A few days ago while showing a visiting friend the trails in the Morgan Arboretum we realized that we were surrounded by a wide variety of beautiful fungi … well, not surrounded perhaps but there were, and are, a heck of a lot of them. Consequently we decided to return, this time with camera and time to pause, to see how many of them we could “digitally collect”.
Usually, people think of the autumn as the time of year for fungus forays, yet here we are in early August and there are lots of great things to see if you just care to look.
Do yourselves a favour – go for a walk as soon as you can in the Arboretum. It’s lovely and quiet as there is nobody else there except nerds looking for stuff like this … meanwhile, here are some the things we enjoyed.
Remember the old saying – “All fungi are edible.

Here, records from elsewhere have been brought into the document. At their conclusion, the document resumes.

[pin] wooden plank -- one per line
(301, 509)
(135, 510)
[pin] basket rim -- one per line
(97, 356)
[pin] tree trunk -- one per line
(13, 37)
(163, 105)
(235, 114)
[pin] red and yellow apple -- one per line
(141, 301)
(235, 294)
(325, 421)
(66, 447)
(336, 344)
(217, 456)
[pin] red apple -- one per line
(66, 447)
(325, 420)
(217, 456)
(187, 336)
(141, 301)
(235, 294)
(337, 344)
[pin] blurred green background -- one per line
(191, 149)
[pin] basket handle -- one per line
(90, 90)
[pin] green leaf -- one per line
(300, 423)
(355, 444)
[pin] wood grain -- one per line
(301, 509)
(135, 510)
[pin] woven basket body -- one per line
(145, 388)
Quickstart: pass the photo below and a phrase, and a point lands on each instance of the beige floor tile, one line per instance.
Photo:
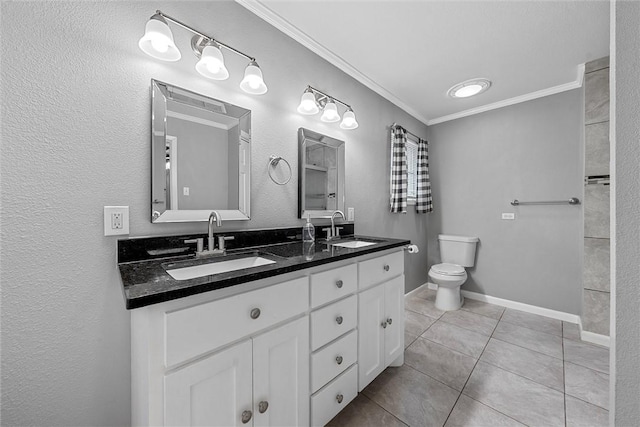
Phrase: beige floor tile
(456, 338)
(439, 362)
(538, 367)
(550, 345)
(471, 413)
(586, 384)
(411, 396)
(470, 321)
(519, 398)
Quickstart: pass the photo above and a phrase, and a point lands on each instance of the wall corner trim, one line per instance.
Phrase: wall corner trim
(296, 34)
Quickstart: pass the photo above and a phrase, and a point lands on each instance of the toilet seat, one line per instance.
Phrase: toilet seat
(447, 269)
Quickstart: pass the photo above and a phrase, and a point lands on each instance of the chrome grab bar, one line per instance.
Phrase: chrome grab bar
(571, 201)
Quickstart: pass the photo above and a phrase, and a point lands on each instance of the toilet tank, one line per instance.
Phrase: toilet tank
(459, 250)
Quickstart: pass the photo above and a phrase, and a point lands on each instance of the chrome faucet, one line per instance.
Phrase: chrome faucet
(213, 216)
(333, 226)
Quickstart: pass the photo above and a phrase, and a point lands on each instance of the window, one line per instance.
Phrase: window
(412, 169)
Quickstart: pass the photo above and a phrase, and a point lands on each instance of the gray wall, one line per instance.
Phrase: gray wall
(626, 357)
(76, 67)
(528, 151)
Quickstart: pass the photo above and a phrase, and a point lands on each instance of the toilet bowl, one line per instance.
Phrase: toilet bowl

Some of them only once”
**Note that species identifications, where given, are approximate at the moment (we are working on it) – fungi are hard to pin down at the best of times. Most species given are suggestions only. I am open to any suggestions from more knowledgeable forest visitors and credit will be given.
Hopefully this is Tyromyces chioneus or the “white cheese fungus”. One expert in fungal matters describes it thus:
Tyromyces chioneus is the ho-hum pinnacle of the polypore world, if you ask me. Its boring white cap and pore surface, combined with its soggy texture and lack of interesting microscopic details, are definitely not counterbalanced by the only “interesting” thing about it: its slightly fragrant odor. Oh, sure, the world probably needs Tyromyces chioneus (it is a widespread and common decomposer of deadwood)–but that doesn’t mean I have to get excited about it.